南アフリカらWHO(世界保健機関)に最初に報告されたのが11月24日だった。そのわずか2日後の26日には、WHOがVOC(懸念すべき変異株)に指定。世界各国に急速に警戒感が広まると、日本でも30日から全世界を対象に外国人の入国を禁止した。それでもすでに国内では2例の感染が確認されている。
それだけ迅速に対応がとられてはいるが、実際のところこれまでより感染力が強いのか、重症化しやすいのか、既存のワクチンが効くのかどうか、はっきりした病態はわかっていない。
重症化リスクは高くない?
これまでであれば、病状の変化や感染状況をみて、ウイルスが変異していることを突き止めていたものが、今回はウイルスそのものを調べることによって変異が確認できたことから、懸念が一気に高まった。
オミクロン株は、ウイルスが細胞への侵入に必要な表面の突起である「スパイクタンパク質」に約30カ所の変異が認められている。それだけに感染しやすいのではないか、との予測が生まれる。だが、それだけでは感染や病態に必ずしも関連性があるとは言えないことも事実だ。関連がある場合も、関連がない場合も、あるいは薄い場合もある。人体への影響を知るには、疫学調査を待つ必要があり、1カ月はかかる見通しだ。

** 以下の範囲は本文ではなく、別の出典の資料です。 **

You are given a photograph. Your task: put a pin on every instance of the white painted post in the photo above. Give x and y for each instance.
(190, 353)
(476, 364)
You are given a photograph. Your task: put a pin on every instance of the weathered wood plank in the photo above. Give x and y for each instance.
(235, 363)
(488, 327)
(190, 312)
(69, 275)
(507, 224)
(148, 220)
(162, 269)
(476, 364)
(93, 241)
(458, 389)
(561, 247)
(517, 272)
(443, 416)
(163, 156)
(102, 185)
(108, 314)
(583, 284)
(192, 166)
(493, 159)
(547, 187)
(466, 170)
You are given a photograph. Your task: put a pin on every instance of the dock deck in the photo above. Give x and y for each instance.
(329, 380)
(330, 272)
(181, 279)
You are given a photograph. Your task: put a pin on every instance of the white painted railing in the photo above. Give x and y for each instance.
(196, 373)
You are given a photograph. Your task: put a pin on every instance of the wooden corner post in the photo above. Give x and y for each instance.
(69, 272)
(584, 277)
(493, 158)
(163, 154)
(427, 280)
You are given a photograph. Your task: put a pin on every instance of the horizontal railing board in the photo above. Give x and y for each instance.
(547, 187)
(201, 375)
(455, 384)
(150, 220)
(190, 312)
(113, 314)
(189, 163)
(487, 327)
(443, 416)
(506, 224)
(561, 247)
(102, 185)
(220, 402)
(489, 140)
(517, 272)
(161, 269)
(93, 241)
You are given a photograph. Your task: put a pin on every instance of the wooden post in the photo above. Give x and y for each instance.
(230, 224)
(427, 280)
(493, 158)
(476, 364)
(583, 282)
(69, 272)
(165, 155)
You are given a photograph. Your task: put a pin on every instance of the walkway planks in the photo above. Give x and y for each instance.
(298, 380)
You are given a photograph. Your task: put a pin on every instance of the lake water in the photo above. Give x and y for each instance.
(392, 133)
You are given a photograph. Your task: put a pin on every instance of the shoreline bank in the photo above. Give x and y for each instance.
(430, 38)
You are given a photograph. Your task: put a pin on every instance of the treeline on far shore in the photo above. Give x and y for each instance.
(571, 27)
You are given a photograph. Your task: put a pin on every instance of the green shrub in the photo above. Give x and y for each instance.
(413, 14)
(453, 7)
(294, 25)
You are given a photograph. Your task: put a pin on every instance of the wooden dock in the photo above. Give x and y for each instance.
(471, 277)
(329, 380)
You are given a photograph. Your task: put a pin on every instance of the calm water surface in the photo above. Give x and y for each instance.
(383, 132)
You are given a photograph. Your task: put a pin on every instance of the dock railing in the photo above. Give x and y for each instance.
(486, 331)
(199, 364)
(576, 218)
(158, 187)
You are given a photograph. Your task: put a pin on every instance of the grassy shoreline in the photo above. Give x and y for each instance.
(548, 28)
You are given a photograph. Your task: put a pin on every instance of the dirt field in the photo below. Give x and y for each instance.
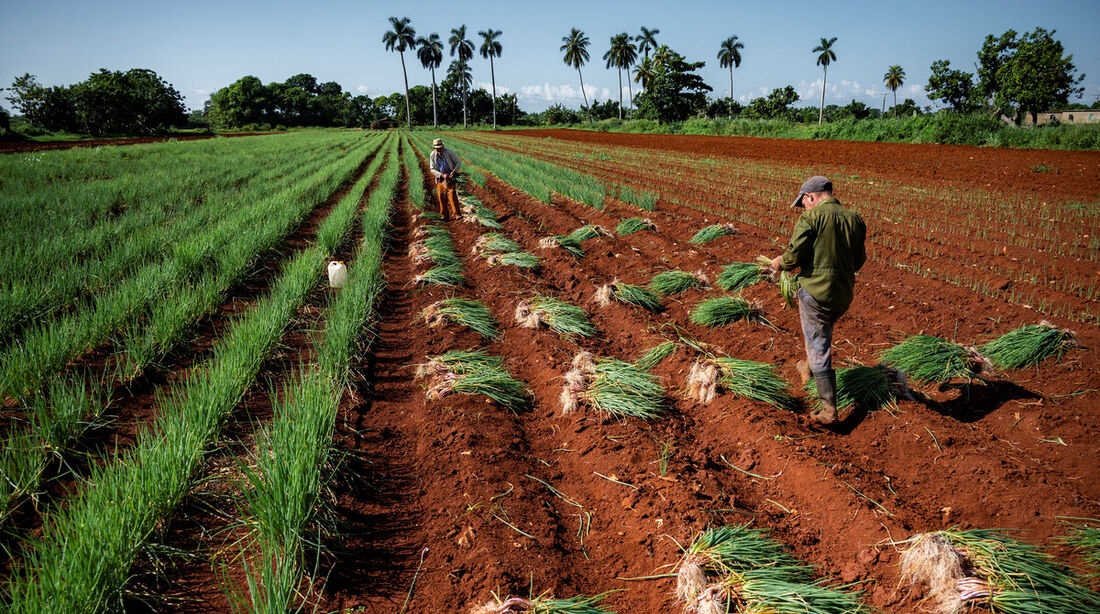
(444, 503)
(448, 478)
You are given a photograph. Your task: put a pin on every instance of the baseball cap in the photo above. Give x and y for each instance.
(813, 184)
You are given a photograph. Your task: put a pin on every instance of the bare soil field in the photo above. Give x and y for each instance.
(442, 503)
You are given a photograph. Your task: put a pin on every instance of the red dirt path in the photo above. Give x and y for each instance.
(449, 477)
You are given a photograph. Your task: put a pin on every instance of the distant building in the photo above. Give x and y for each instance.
(1076, 116)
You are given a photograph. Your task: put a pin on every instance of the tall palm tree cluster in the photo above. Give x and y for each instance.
(622, 55)
(402, 36)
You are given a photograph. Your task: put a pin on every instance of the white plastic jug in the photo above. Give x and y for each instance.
(338, 274)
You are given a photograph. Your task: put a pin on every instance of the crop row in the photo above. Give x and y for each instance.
(1005, 237)
(146, 325)
(87, 548)
(550, 274)
(293, 454)
(119, 210)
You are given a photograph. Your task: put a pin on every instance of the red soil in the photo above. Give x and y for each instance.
(449, 477)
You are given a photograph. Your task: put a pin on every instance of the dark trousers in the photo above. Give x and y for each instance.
(448, 197)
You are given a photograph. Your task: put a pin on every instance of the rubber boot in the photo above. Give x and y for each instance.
(803, 369)
(826, 392)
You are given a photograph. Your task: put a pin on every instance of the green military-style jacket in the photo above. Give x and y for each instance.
(827, 248)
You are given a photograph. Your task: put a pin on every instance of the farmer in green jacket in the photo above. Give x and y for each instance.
(827, 249)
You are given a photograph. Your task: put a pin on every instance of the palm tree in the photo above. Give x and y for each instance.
(647, 40)
(464, 48)
(491, 47)
(894, 78)
(460, 72)
(622, 55)
(729, 56)
(430, 52)
(645, 72)
(576, 53)
(825, 56)
(403, 36)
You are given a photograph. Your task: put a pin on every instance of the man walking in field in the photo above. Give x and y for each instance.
(444, 166)
(827, 248)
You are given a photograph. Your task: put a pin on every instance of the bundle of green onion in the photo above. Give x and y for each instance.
(983, 567)
(471, 314)
(564, 241)
(473, 373)
(928, 360)
(1029, 346)
(740, 569)
(754, 380)
(674, 282)
(626, 293)
(495, 242)
(556, 314)
(711, 232)
(614, 387)
(868, 387)
(542, 604)
(447, 275)
(743, 274)
(726, 309)
(656, 354)
(630, 226)
(521, 260)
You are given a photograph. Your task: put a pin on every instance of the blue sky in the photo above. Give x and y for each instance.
(202, 45)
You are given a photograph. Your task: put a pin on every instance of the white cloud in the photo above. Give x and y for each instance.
(538, 97)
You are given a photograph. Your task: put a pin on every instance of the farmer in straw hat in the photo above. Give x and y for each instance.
(444, 165)
(827, 248)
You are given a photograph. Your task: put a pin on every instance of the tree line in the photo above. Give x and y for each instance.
(1018, 76)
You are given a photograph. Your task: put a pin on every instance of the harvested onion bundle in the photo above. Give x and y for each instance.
(675, 282)
(635, 295)
(927, 359)
(739, 569)
(556, 314)
(726, 309)
(473, 373)
(612, 386)
(743, 377)
(630, 226)
(869, 387)
(463, 311)
(542, 604)
(1029, 346)
(740, 275)
(982, 567)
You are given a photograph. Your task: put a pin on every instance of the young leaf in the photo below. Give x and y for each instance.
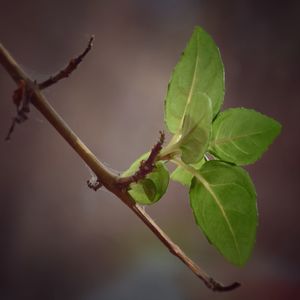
(196, 129)
(223, 200)
(184, 177)
(199, 70)
(153, 187)
(242, 135)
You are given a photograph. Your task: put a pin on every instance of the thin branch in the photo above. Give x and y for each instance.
(73, 64)
(146, 166)
(105, 176)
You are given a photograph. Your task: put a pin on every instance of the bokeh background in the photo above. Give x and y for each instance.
(61, 240)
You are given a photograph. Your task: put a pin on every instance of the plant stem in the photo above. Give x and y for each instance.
(105, 176)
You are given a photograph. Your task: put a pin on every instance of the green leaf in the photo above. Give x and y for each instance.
(242, 135)
(196, 129)
(153, 187)
(223, 200)
(199, 70)
(184, 177)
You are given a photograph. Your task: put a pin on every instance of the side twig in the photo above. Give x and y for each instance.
(73, 64)
(105, 176)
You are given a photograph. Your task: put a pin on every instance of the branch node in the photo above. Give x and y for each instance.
(146, 166)
(66, 72)
(94, 183)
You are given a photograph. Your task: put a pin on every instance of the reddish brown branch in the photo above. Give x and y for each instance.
(146, 166)
(21, 98)
(73, 64)
(105, 176)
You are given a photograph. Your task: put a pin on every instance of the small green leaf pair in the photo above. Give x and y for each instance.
(209, 147)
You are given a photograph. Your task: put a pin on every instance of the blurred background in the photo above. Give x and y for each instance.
(61, 240)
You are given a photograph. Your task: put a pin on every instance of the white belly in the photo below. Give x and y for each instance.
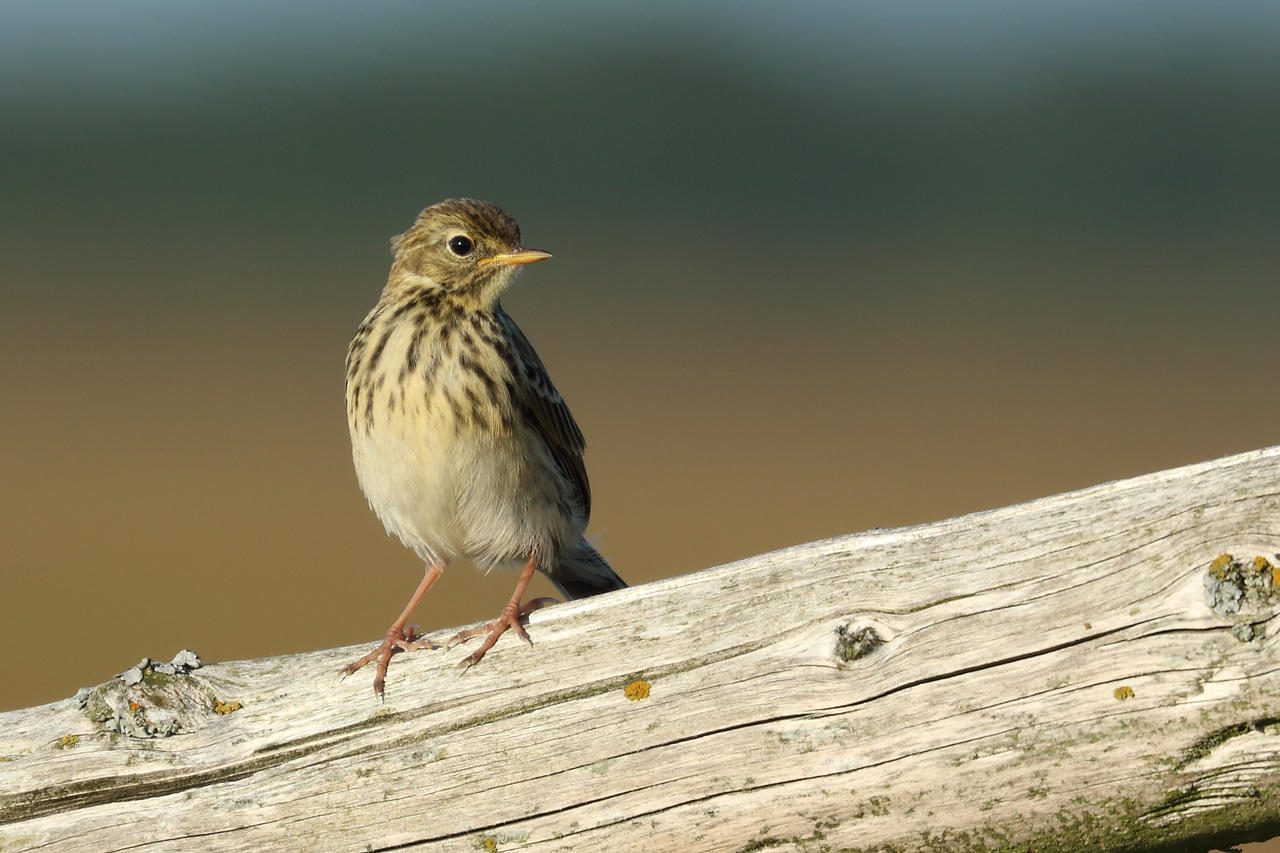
(452, 493)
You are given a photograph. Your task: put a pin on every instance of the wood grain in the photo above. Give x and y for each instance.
(1077, 671)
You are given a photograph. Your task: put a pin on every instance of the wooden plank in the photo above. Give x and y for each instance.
(1046, 675)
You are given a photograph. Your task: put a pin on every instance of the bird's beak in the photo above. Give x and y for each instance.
(512, 259)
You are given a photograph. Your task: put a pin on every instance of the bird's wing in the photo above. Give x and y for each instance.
(536, 398)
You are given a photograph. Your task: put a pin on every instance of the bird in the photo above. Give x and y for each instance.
(461, 443)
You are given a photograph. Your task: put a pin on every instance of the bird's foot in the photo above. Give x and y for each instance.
(397, 639)
(511, 617)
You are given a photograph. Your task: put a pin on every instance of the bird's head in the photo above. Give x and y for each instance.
(467, 247)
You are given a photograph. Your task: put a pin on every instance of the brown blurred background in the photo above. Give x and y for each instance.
(817, 270)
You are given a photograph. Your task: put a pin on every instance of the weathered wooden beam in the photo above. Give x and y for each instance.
(1080, 671)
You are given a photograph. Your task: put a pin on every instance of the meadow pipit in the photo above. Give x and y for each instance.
(462, 445)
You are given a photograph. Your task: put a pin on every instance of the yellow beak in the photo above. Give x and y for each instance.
(519, 256)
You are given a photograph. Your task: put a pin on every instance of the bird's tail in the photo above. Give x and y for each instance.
(583, 571)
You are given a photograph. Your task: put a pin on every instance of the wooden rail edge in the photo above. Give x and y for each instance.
(1096, 670)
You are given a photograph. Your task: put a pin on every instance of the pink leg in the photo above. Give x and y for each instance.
(397, 639)
(510, 617)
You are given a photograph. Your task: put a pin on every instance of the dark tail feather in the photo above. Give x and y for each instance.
(583, 573)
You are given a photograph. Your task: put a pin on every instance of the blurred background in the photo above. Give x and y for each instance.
(817, 269)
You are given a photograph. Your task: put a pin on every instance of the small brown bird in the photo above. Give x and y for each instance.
(461, 442)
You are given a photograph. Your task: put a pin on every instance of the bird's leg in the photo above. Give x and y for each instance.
(397, 639)
(510, 617)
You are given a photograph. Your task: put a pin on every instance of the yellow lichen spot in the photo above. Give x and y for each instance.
(1220, 565)
(636, 690)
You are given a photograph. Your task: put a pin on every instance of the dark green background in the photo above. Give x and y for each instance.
(817, 269)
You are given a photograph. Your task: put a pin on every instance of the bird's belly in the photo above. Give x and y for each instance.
(452, 493)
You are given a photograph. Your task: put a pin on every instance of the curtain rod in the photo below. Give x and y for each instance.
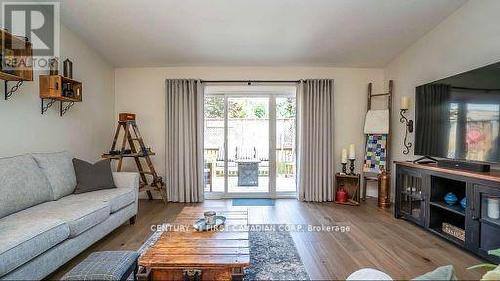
(476, 89)
(250, 81)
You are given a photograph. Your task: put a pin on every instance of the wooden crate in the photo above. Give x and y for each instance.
(22, 52)
(51, 88)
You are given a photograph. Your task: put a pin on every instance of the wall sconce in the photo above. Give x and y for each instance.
(405, 105)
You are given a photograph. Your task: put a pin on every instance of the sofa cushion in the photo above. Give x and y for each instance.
(58, 168)
(92, 177)
(27, 234)
(80, 215)
(22, 184)
(117, 198)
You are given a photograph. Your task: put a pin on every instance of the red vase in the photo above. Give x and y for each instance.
(341, 195)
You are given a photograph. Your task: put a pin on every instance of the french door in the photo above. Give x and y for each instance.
(250, 145)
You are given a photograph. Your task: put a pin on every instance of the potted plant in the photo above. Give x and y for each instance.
(493, 272)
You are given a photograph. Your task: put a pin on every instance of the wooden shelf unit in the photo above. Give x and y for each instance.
(22, 52)
(351, 185)
(51, 87)
(420, 192)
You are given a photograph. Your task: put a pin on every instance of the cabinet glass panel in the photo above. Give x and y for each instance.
(489, 236)
(411, 196)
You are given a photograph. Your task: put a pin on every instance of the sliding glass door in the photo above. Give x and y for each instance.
(250, 145)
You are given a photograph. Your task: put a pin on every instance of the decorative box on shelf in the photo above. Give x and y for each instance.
(16, 58)
(454, 231)
(59, 88)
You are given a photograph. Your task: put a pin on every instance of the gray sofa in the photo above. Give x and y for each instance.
(43, 224)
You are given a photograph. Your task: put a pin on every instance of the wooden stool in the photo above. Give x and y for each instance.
(108, 265)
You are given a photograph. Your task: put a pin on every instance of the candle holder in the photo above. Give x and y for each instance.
(351, 167)
(409, 129)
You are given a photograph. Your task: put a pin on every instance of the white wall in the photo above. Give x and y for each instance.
(142, 91)
(468, 39)
(87, 128)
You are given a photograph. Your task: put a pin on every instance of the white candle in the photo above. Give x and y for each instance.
(405, 103)
(344, 156)
(352, 152)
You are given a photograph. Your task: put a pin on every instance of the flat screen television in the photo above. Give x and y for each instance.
(458, 117)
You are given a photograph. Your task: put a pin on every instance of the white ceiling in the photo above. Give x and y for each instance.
(354, 33)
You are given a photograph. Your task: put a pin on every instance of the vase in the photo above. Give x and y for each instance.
(494, 208)
(450, 198)
(463, 202)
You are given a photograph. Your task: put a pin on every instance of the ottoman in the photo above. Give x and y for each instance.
(107, 265)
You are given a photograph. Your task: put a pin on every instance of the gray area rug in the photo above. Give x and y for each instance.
(273, 256)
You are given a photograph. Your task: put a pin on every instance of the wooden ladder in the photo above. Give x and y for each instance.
(131, 135)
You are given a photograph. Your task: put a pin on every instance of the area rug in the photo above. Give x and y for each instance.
(253, 202)
(273, 256)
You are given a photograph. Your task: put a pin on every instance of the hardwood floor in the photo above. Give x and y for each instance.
(375, 239)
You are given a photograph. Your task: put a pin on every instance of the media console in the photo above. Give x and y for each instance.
(420, 193)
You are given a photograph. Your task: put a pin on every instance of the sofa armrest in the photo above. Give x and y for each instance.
(126, 179)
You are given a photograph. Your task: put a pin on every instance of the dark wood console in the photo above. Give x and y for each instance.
(420, 192)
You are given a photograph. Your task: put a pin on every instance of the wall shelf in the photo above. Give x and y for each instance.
(23, 53)
(59, 88)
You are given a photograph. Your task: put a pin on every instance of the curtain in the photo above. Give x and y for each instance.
(184, 140)
(433, 119)
(316, 132)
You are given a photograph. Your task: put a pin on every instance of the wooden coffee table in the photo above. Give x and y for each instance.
(193, 255)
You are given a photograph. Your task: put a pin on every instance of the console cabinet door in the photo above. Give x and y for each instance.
(486, 220)
(410, 195)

いまのところ、最初に報告のあがった南アフリカでは、報告からわずか1週間で感染者数が4.7倍に急増し、同国の国立感染症研究所によると、10月は感染例の92%がデルタ株だったものが、11月は74%をオミクロン株が占めたとされ、急速にオミクロン株に置き換わっているという。その一方で、重症化のリスクが少ないことも報じられ、既存のワクチンの効果を指摘する声もある。